Mereka juga memonopoli jalur perdagangan gurun antara Madain Saleh di barat daya dan pelabuhan Gaza di Laut Tengah atau Laut Mediterania di sebelah utara. Mereka menarik pajak dari iring-iringan unta - yang mengangkut wewangian, dupa, dan rempah- yang berhenti di pos terluar mereka untuk meminta air dan mengaso.
Namun pada tahun 106 Masehi, Kerajaan Nabath dijajah oleh Kekaisaran Romawi, dan jalur Laut Merah mengambil alih jalur perdagangan darat. Kota-kota Nabath tak lagi jadi pusat perdagangan, dan mulailah era kemunduran dan penelantaran habis-habisan.
Terkucil di tengah padang pasir, sekarang Madain Saleh adalah tempat yang terasing, sunyi, dan terawat secara menakjubkan. Sebagian besar kota itu masih terkubur di bawah lapisan pasir.
Yang telah ditemukan sejauh ini adalah sebuah pemakaman luas yang terdiri lebih dari 131 makam besar. Mulanya, skala dan jumlah makam itu terasa luar biasa.
Tapi saat kami melihat lebih dekat, keterampilan seni kaum Nabath terlihat melalui ukiran elang yang melesat, sphinx dan grifon (hewan mitologi setengah anjing-setengah elang) yang berbulu, belum lagi ukiran prasasti rumit.

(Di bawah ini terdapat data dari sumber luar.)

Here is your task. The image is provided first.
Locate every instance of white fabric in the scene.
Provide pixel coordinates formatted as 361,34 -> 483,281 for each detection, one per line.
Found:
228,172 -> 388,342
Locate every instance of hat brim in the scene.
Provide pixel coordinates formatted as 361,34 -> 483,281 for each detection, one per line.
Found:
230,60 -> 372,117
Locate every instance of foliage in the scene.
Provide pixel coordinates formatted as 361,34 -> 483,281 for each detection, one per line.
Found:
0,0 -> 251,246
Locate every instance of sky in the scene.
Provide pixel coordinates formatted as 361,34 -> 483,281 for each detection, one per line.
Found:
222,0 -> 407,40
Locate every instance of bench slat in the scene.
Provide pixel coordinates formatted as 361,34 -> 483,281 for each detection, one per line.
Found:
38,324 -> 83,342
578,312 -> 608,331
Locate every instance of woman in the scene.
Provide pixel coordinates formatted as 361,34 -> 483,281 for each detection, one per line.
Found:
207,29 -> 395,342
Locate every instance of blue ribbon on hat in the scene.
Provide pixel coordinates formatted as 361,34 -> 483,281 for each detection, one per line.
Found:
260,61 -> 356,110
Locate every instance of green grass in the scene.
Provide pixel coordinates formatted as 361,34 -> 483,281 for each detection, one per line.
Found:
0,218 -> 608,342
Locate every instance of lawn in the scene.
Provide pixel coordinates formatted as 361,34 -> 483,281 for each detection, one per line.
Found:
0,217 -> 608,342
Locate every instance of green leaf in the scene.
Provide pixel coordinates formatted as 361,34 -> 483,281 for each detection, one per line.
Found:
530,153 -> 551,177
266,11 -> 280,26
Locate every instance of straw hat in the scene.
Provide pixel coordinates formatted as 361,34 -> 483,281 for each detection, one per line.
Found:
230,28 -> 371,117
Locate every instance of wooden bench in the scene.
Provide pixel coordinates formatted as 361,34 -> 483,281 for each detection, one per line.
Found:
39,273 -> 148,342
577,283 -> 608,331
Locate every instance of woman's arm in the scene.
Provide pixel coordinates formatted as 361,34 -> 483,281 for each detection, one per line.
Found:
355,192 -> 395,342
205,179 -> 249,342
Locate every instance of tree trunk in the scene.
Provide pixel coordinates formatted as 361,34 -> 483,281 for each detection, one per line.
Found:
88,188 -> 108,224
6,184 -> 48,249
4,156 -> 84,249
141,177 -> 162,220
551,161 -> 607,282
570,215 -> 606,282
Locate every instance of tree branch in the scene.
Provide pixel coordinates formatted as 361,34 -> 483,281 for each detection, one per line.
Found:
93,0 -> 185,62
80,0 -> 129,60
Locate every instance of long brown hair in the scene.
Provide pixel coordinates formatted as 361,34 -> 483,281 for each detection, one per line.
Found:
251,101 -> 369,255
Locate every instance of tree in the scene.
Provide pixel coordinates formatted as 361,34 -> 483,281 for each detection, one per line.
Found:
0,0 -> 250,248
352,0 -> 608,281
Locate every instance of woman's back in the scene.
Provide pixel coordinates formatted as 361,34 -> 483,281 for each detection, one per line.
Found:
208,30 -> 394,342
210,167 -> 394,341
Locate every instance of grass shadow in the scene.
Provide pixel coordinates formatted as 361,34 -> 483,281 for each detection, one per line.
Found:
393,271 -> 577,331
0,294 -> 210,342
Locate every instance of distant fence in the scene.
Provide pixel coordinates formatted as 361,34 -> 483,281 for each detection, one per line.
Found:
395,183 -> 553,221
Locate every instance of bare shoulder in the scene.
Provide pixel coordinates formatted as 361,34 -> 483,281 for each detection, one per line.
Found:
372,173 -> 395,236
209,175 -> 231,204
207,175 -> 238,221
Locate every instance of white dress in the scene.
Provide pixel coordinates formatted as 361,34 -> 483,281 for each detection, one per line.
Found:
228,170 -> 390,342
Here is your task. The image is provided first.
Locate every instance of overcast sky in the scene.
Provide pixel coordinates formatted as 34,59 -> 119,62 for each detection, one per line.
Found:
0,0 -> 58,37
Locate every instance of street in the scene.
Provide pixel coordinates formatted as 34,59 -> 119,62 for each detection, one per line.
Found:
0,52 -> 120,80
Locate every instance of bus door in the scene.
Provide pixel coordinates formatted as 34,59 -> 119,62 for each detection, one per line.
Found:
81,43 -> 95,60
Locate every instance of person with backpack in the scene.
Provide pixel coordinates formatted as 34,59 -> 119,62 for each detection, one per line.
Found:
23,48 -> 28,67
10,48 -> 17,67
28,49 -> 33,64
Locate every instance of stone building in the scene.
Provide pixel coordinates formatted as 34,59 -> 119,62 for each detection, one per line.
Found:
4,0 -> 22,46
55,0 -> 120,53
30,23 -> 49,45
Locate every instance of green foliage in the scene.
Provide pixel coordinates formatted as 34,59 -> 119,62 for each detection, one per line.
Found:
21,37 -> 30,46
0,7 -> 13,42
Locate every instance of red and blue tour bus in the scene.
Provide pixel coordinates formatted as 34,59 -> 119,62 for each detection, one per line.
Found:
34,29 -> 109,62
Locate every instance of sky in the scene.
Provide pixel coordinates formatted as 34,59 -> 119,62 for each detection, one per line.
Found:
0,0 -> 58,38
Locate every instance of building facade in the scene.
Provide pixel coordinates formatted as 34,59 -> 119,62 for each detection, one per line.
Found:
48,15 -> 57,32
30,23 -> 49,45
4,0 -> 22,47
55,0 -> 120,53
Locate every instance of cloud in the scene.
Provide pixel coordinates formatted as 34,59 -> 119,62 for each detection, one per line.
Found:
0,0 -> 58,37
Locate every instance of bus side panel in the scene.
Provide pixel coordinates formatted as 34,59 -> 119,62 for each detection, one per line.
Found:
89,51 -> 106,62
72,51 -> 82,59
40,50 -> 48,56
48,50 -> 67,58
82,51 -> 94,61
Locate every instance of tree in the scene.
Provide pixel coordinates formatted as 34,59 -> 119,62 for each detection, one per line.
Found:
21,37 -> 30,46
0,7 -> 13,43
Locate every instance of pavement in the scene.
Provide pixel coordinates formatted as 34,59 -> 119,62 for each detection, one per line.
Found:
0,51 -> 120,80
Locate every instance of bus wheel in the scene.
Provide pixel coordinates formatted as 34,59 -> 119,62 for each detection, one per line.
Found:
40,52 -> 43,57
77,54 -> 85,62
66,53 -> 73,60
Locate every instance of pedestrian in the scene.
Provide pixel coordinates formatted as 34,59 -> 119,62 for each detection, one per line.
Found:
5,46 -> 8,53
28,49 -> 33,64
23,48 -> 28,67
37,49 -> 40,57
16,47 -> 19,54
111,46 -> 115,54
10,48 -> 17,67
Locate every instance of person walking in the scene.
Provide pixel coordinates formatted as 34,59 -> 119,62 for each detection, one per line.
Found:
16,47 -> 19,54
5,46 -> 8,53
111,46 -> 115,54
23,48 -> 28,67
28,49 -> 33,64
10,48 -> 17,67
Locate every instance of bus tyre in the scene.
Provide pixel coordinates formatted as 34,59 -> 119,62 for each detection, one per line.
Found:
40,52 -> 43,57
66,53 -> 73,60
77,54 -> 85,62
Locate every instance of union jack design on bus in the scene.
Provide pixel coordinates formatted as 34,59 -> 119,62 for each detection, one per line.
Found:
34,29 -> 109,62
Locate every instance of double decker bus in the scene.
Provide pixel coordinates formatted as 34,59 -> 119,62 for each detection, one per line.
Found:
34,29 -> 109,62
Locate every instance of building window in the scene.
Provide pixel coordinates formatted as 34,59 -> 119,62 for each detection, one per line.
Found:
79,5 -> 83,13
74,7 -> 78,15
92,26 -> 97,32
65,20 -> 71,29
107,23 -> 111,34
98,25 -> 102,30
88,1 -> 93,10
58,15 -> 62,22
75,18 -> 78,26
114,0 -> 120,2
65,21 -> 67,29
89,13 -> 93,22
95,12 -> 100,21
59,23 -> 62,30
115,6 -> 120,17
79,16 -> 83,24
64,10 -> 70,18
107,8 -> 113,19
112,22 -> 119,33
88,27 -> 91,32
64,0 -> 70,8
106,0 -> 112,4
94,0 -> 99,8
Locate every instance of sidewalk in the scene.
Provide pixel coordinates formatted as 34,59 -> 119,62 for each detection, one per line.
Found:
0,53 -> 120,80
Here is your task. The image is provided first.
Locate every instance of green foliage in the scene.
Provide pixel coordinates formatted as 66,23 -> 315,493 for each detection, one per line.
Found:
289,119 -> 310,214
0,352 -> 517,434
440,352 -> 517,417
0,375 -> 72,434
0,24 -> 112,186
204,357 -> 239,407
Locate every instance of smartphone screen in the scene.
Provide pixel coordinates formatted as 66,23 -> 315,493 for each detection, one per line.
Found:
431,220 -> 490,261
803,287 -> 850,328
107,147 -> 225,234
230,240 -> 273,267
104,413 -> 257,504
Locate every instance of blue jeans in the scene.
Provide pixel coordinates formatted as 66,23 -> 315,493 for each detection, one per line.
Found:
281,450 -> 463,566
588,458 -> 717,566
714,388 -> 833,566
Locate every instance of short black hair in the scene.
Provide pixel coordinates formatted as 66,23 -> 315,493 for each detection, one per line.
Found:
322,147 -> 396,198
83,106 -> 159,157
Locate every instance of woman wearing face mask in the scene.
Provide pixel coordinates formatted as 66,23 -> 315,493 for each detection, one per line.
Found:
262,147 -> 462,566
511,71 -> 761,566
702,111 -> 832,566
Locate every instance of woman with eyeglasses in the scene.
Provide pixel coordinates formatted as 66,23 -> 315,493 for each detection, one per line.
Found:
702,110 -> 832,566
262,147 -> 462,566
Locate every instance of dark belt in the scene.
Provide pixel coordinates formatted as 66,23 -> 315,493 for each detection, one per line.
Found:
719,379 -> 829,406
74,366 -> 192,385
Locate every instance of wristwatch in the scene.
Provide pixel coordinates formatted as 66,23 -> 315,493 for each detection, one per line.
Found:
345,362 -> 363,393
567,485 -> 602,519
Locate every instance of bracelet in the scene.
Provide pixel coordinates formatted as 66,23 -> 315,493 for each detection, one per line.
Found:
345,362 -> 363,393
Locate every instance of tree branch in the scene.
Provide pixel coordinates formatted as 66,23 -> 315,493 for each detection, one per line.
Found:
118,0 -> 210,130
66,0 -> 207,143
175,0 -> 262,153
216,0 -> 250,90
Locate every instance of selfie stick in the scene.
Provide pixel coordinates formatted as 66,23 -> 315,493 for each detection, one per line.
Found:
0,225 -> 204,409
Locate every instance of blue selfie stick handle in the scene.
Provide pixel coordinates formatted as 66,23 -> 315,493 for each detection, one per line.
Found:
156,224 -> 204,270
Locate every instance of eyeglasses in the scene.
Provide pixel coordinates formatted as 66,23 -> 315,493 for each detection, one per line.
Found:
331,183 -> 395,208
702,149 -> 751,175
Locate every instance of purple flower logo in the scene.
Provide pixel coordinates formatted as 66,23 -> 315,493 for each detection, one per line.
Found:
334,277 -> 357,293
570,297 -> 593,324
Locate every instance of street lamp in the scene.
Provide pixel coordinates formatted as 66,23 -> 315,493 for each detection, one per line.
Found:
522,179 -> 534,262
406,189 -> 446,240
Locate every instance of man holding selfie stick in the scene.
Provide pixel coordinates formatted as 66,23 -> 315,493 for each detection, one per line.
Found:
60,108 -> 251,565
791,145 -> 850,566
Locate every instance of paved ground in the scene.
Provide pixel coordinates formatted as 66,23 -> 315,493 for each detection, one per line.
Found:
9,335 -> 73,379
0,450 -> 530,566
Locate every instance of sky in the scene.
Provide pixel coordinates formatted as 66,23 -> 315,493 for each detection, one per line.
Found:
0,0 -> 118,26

Kami berhenti di depan sebuah makam, yang prasastinya diterjemahkan sebagai 'Hany bin Tansy ... dan para keturunan,' dan diakhiri dengan tanggal dan nama: '31 April 31M dipahat oleh Hoor ... sang pematung.'
Prasasti-prasasti makam memberikan informasi tentang nama, hubungan, pekerjaan, aturan dan Tuhan dari orang-orang yang tinggal di sini. Orang Nabath tidak terlalu banyak meninggalkan sejarah tertulis, jadi naskah-naskah ini, yang hanya ada di Madain Saleh, sangat luar biasa.